So if it were an adult carrying a gun in the park, given the open carry law there is no reason to presume criminal intent. If it is a child carrying the gun, there is no reason to treat the case as being threatening in the way that an adult with a gun would be. The officers' defense is that they thought the child was an adult, and that the child appeared to draw the firearm. That may well be true.
However, that's odd: normally the defense is not presented to the grand jury. Normally the grand jury would hear: the child wasn't breaking any laws, even if the child looked like an adult the pistol they were carrying might well have been legal under the law, and yet the child was shot dead so immediately that the shooter's judgment is unlikely to meet the rational-man test. That would get you charges, and you'd work out at trial whether the defense was sufficient to find that the accused were not guilty of those charges.

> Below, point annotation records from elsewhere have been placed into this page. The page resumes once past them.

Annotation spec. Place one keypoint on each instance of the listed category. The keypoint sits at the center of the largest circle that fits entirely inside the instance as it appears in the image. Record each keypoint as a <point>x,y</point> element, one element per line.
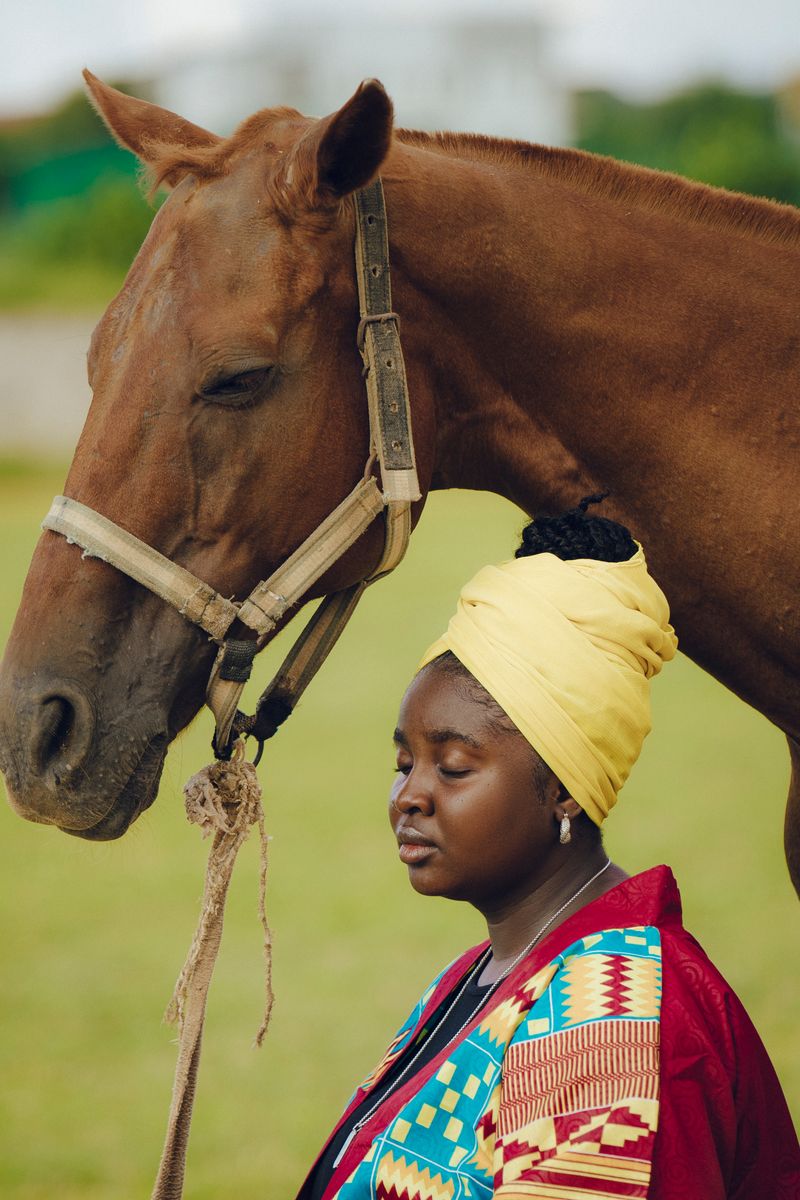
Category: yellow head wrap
<point>567,649</point>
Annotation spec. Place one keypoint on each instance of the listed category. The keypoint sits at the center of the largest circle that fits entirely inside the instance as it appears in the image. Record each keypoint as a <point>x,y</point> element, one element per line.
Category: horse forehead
<point>198,247</point>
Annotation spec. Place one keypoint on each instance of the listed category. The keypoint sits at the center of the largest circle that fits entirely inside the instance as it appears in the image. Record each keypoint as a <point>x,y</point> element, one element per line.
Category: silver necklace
<point>470,975</point>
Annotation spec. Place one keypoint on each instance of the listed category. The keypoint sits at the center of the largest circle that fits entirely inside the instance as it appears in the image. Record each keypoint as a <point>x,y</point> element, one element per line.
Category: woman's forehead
<point>438,701</point>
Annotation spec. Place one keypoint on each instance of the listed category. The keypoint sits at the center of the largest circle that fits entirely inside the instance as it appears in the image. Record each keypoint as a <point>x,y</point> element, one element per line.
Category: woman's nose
<point>411,793</point>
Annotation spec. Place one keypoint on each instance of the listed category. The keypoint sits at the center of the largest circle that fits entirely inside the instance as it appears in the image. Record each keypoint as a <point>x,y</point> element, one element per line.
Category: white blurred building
<point>483,75</point>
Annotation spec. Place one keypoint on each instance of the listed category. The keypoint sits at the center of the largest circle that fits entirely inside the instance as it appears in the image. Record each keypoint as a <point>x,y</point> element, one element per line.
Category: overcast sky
<point>637,47</point>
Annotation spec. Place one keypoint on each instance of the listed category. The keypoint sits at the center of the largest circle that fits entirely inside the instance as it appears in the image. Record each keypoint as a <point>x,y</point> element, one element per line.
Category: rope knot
<point>224,797</point>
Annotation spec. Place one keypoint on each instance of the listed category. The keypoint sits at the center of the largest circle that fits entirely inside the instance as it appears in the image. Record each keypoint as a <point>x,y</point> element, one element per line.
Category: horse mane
<point>594,174</point>
<point>656,191</point>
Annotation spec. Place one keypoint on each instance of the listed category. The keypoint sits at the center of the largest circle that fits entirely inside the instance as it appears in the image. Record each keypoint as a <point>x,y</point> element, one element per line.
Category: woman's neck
<point>570,887</point>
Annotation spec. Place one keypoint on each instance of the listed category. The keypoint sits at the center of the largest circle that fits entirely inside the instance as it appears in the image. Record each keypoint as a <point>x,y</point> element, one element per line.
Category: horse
<point>571,324</point>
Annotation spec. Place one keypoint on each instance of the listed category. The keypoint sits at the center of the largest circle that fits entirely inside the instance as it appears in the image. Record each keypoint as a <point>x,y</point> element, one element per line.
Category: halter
<point>390,447</point>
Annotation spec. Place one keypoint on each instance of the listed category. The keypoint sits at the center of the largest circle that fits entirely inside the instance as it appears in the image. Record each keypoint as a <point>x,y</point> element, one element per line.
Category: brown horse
<point>570,324</point>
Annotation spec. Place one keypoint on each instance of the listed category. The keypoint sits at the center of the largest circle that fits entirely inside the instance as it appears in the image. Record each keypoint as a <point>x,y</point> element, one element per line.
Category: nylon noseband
<point>390,447</point>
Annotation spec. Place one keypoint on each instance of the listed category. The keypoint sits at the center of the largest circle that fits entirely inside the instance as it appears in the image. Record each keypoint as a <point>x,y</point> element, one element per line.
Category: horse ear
<point>343,151</point>
<point>142,127</point>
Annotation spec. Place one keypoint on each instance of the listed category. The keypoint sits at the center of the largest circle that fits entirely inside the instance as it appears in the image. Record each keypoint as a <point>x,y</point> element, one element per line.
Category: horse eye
<point>239,389</point>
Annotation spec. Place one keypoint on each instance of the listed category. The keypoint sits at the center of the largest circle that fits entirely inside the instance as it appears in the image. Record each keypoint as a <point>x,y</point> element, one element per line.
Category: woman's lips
<point>411,852</point>
<point>413,846</point>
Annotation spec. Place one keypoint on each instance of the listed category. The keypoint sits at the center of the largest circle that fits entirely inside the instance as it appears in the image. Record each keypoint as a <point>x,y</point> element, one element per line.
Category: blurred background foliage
<point>71,217</point>
<point>714,133</point>
<point>71,214</point>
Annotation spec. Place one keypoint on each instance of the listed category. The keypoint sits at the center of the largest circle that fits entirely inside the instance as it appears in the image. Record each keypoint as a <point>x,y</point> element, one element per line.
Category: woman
<point>588,1048</point>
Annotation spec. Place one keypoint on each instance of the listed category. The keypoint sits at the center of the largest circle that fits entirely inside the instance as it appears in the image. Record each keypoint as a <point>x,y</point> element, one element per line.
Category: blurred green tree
<point>713,133</point>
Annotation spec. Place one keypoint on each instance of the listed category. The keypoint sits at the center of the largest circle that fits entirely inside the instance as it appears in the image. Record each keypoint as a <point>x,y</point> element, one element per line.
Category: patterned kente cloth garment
<point>614,1061</point>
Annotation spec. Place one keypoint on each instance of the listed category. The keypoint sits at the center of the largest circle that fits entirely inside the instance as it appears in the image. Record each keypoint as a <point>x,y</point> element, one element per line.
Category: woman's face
<point>465,807</point>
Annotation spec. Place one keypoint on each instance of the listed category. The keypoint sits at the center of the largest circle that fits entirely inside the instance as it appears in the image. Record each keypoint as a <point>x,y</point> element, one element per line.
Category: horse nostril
<point>61,735</point>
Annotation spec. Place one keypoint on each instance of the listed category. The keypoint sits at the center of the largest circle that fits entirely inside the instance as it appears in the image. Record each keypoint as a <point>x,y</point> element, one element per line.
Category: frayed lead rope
<point>224,799</point>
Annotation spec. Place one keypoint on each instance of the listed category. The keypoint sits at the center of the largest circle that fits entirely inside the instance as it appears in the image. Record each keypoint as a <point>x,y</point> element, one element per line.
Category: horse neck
<point>567,333</point>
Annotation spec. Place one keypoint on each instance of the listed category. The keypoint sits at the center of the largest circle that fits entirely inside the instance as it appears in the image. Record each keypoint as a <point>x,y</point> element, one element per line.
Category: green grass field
<point>94,935</point>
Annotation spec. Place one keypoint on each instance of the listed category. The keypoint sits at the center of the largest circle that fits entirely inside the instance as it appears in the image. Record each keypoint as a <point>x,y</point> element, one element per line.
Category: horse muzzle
<point>52,753</point>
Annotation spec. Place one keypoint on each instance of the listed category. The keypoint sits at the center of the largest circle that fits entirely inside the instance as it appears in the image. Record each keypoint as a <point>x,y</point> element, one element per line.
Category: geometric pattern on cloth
<point>555,1090</point>
<point>596,1153</point>
<point>589,1067</point>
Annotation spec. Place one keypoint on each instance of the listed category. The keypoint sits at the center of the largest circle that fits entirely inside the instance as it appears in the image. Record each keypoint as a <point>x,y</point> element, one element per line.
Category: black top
<point>433,1037</point>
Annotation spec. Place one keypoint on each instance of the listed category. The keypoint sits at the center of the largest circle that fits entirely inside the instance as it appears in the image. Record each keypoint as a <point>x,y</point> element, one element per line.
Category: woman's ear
<point>567,808</point>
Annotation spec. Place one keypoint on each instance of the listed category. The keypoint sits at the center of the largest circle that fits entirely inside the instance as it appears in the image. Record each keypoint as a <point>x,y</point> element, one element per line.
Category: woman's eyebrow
<point>440,736</point>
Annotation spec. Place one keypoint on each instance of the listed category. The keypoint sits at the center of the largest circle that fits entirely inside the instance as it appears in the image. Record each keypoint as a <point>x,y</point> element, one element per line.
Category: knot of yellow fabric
<point>567,649</point>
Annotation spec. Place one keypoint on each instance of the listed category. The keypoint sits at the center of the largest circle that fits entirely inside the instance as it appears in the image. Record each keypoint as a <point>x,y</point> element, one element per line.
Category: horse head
<point>228,419</point>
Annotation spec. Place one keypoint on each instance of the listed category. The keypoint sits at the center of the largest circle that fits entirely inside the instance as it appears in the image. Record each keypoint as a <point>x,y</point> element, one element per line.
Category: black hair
<point>573,534</point>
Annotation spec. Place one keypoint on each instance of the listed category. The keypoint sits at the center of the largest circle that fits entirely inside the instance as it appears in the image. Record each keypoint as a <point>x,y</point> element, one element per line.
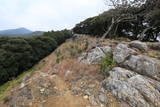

It's going to be hard to convince people that this isn't a rigged game when the standards are so different. You can say that it's about the law enforcement system protecting its members and not about race, maybe, by pointing at the Waco shootout as evidence that being white doesn't always help you much: there the police shot at least four of the nine dead with rifles, but the only people facing indictment are bikers whom the DA apparently can't tie to any specific act of violence at all. The system just doesn't work when the police are behind the trigger.
Still, this was a child.
UPDATE: Allahpundit reminds me of why this seemed familiar to me:
But that’s half the story. The other half is the fact that the county prosecutor, Timothy McGinty, extended these two cops the same exceptional courtesy that Darren Wilson received in the shooting of Michael Brown — namely, he presented all the facts to the grand jury instead of only those facts most beneficial to the prosecution’s side. That’s good procedure, as it means someone who’s likely to be found not guilty at trial can go free sooner due to lack of probable cause. Wilson, who was cleared by Obama’s DOJ in the Brown shooting, is a perfect example. But only a very few lucky souls, usually police officers facing high-profile charges of excessive force, seem to benefit from that sort of prosecutorial diligence.At the time, I remember saying that this is what we should always do -- and that the shame was that we so rarely do it. How many of those Waco indictments would have been thrown out if the prosecutor presented the full facts (such as, for example, the fact that they apparently have no idea precisely who shot anyone)?
It's hard to endorse the standard if it is not anything like evenly applied.